É noite de Natal, é noite em família.
Seria diferente. Mãos na massa, na farinha, farinha no nariz, no nariz da mãe, no do tio, no do primo. Fiz um camarão salteado, com umas quantas malaguetas, para aquecer o pessoal e os seus corações, para que estes se dilatassem.
A noite ia longa. Típicos jogos em família: cartas ou cartas. Não, desta vez será Bingo. A dinheiro? Não. A passas, a figos e o prémio final (som dos tambores)...Rabaaaaaaaaaaanadas!
Uma família à porfia por umas rabanadas.
Quis cantar os números. Tal e qual as meninas do sorteio do totoloto ou totobola. No que eu me fui meter! Lá comecei a medo...não tenho jeito. Comecei a dizer umas piadas pelo meio, brincando com os números e as suas simbologias. Assim ninguém adormeceu.
Passei o meu testemunho a outro, que entre um copo de champanhe e um copo de vinho, aquecia a voz e gritava sufocado os números. Afinal não é assim tão fácil dar à manivela, não é?

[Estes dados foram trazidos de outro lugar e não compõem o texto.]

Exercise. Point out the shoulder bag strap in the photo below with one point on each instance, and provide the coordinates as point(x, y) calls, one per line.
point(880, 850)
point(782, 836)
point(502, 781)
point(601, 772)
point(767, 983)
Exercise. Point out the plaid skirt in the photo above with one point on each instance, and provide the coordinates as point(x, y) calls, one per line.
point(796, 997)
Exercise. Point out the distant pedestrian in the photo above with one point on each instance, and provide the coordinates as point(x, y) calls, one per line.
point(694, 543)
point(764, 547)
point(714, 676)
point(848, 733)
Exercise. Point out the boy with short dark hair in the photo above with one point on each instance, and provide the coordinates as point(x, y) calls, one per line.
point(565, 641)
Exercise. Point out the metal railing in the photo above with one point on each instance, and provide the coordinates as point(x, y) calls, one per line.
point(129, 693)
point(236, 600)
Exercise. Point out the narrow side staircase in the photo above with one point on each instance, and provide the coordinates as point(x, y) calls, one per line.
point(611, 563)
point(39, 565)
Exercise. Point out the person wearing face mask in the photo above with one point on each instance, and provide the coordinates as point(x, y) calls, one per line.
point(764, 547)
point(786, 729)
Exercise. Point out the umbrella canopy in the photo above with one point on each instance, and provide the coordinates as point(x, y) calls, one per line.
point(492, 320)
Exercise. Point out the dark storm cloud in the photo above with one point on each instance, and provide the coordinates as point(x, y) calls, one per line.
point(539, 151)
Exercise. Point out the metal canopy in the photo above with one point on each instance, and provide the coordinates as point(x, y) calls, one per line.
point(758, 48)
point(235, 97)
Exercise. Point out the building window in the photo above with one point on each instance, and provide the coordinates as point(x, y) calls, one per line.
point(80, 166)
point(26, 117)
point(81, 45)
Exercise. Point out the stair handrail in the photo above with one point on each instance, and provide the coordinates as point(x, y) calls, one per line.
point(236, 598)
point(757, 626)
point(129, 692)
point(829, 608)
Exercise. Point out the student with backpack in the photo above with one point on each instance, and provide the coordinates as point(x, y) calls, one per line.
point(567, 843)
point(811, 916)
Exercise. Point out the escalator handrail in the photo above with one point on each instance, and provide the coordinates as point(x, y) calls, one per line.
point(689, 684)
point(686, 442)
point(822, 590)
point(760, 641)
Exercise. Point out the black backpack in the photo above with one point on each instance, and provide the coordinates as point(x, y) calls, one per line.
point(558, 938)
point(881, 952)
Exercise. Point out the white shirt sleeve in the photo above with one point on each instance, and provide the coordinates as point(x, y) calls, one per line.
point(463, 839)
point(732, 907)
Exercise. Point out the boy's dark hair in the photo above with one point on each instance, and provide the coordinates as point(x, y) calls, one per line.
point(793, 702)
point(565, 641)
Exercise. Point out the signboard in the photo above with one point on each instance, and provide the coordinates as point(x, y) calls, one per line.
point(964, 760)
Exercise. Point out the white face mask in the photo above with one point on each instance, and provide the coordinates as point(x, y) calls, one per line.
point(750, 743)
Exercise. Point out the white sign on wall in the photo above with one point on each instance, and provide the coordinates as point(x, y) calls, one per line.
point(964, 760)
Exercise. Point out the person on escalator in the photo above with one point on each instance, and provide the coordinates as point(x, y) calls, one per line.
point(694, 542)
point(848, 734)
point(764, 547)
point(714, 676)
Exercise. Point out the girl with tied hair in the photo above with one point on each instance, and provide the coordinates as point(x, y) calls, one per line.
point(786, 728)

Na sala, finalmente, eu, as luzes da árvore de natal e a estante dos livros. Comecei a deslizar os dedos pelas suas capas, até os meus olhos repousarem sobre uma capa verde, que ficava ainda mais verde, com aquelas luzes intermitentes. Peguei nele. Sentei-me. Tinha como título...
Figo! Fiz um figo! Uma linha. Já era o segundo. Não os comia. Juntava-os.
"Ponto pé de Flor". Abri-o numa página à sorte e deparei-me com esta frase:
Bingo! Bingo! Passa para cá a rabanada! Ganhei! Eu ganhei! Uma rabanada.
"Para onde tu fores os cacos vão contigo".Não adiantava sair da cozinha para a sala, ou da sala para a cozinha. Não adianta fugir para outro lugar. Está tudo dentro de nós.
Acabou a noite de Natal. Dormi muito mais quente. Acordei muito mais leve. É como sair de uma outra realidade, um outro espaço cheio de afecto. Tudo é bom. Sentimo-nos a flutuar. É um espaço sem tempo.
Mas, já regressei. Estou de novo na minha realidade. No meu espaço. No meu quarto.Com os meus cacos.